Detecting Insider Threats Using Unsupervised Learning on User Behavior Logs¶

Project Objective:¶

Insider threats can be a serious vulnerability within a large company. With hundreds to thousands of employees, all with varying access, there should be monitoring at the user level to identify and flag possible internal threats.

This Project uses unsupervised anomaly detection (Isolation Forest) to flag user behaviors that significantly deviate from the norm and may indicate insider threats.

Isolation Forest assigns an anomaly score to each data point based on how easily it can be isolated in a random forest of binary trees. Each tree splits features at random values, and points that are far from clusters (i.e., anomalies) tend to be isolated quickly — meaning they require fewer splits (shallower tree depth). In contrast, normal points lie within dense regions and require more splits (deeper tree depth) to isolate. Thus, the average path length over all trees is used to compute an anomaly score, where shorter paths indicate higher anomaly.

We will also use DBSCAN and KMEANS to compare with the Isolation Forest

Data¶

The Insider Threat Test Dataset By Software Engineering Institute is a collection of synthetic insider threat test datasets that provide both background and malicious actor synthetic data. - https://insights.sei.cmu.edu/library/insider-threat-test-dataset/

Lindauer, Brian (2020). Insider Threat Test Dataset. Carnegie Mellon University. Dataset. https://doi.org/10.1184/R1/12841247.v1

Downloaded on kaggle here: https://www.kaggle.com/datasets/mrajaxnp/cert-insider-threat-detection-research/data?select=users.csv

Here’s a brief overview of each file used:

File Description
logon.csv User login/logout events (useful for detecting off-hours access or multiple logins)
file.csv File access activities (can reveal unusual copying or exfiltration attempts)
decoy_file.csv Accesses to honeypot files that normal users shouldn't open often (strong threat indicator)
device.csv Use of USB/storage devices (critical for identifying potential data exfiltration)
users.csv Static metadata for each user (department, role, etc.) for context or profiling

Finding Insider Threats Within the Data¶

Possible examples of insider threats include employees who excessively access a large variety of files, interact heavily with removable media, or access decoy files planted to detect malicious behavior. Unusual spikes in file activity, USB usage, and decoy interactions from a single user can signal data exfiltration or reconnaissance attempts.

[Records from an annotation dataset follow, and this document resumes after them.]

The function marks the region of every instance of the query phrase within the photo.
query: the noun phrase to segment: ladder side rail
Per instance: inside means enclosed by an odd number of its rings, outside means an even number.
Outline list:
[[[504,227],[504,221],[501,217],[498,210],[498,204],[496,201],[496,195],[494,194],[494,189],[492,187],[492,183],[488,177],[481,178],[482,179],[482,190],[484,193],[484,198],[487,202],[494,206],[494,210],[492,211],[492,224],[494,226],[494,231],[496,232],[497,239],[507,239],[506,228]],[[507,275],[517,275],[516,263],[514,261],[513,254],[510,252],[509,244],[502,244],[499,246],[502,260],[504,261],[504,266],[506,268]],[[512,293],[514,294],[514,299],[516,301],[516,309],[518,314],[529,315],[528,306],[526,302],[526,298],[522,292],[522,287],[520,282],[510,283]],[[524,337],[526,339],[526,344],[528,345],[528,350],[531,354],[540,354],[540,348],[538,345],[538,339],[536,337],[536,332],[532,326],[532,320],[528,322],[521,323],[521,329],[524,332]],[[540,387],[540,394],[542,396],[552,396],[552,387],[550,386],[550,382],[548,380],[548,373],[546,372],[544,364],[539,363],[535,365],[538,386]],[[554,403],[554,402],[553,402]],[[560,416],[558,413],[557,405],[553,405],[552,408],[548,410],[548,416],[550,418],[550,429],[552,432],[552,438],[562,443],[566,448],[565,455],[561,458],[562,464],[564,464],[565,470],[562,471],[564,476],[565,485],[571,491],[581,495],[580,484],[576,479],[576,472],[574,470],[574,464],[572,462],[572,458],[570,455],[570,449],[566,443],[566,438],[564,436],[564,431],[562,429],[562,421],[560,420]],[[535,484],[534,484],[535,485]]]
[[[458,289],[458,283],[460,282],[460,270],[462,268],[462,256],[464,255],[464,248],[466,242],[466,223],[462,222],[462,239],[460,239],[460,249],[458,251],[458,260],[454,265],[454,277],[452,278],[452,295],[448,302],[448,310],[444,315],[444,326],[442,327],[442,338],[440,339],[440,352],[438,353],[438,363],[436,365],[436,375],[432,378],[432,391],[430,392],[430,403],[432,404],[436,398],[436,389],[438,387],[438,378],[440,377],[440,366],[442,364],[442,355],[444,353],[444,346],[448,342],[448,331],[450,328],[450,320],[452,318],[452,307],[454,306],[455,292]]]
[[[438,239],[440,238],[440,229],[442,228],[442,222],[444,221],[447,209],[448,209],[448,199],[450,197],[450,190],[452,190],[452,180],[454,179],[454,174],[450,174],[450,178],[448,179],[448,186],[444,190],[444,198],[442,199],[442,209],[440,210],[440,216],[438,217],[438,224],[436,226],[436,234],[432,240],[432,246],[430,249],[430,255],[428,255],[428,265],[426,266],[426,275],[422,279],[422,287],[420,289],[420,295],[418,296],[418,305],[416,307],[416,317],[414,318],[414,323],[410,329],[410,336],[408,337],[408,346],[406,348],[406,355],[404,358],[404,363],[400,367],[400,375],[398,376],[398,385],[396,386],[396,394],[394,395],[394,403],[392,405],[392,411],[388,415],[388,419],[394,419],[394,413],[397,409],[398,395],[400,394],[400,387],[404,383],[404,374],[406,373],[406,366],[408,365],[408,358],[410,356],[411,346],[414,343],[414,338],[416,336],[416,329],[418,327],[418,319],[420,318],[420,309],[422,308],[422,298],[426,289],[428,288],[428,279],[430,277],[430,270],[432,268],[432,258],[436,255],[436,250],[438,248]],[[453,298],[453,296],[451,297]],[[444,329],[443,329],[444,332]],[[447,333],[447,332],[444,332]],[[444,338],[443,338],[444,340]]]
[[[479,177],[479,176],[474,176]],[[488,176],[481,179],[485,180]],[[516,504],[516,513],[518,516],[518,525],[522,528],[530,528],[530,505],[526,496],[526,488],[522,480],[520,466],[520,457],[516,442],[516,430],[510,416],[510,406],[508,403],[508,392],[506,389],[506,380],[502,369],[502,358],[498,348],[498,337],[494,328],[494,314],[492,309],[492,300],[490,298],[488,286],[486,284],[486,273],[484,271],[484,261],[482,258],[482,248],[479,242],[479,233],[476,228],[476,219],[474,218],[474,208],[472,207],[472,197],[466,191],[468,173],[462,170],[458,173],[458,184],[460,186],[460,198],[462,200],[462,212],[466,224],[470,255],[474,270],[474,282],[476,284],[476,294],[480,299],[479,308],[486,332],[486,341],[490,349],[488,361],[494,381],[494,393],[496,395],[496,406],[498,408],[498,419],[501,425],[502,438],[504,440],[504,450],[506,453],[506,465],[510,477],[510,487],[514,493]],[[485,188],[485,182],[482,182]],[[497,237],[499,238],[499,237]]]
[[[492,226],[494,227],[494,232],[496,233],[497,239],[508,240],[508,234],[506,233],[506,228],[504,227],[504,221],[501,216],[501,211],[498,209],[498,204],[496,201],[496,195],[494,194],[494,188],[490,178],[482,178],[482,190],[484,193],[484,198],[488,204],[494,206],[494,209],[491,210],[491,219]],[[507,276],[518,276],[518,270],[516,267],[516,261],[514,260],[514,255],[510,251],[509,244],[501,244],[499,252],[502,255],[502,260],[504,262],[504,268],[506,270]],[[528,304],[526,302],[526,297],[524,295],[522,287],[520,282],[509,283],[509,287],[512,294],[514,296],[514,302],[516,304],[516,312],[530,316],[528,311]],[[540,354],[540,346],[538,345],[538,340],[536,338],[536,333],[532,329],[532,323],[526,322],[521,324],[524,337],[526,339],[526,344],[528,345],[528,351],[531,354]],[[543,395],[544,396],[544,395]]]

Based on the above assumptions, we engineered the following features:

Feature Meaning Why it may be suspicious
logon_count Total logon events Excessive logons could indicate scanning behavior or persistence attempts.
failed_logons Failed logon attempts Brute force or privilege escalation attempts.
unique_pcs Number of unique PCs accessed Wide movement across machines could indicate lateral movement.
file_access_count Number of files accessed Sudden spike might indicate data collection.
removable_write_count Files written to removable drives Strong exfiltration signal.
removable_read_count Files read from removable drives Preparatory behavior for exfiltration.
unique_files Unique files accessed Diversity might indicate broad searching.
usb_inserts / usb_removals USB usage events Physical exfiltration risk.
unique_devices Unique devices used More devices = more suspicious.
decoy_file_accesses Accesses to honeypot files Highly suspicious, often direct signal of insider threat.

Methods & Results¶

This project leveraged the CERT Insider Threat Dataset (r6.2) to detect anomalous user behavior through unsupervised machine learning. We used five core logs — logon.csv, file.csv, device.csv, decoy_file.csv, and users.csv — to engineer behavioral features per user. These included logon frequency, failed logons, device usage, file access patterns, decoy file interactions, and removable media activity. The data was aggregated to one row per user, with missing values imputed as zero. Feature scaling was applied using StandardScaler.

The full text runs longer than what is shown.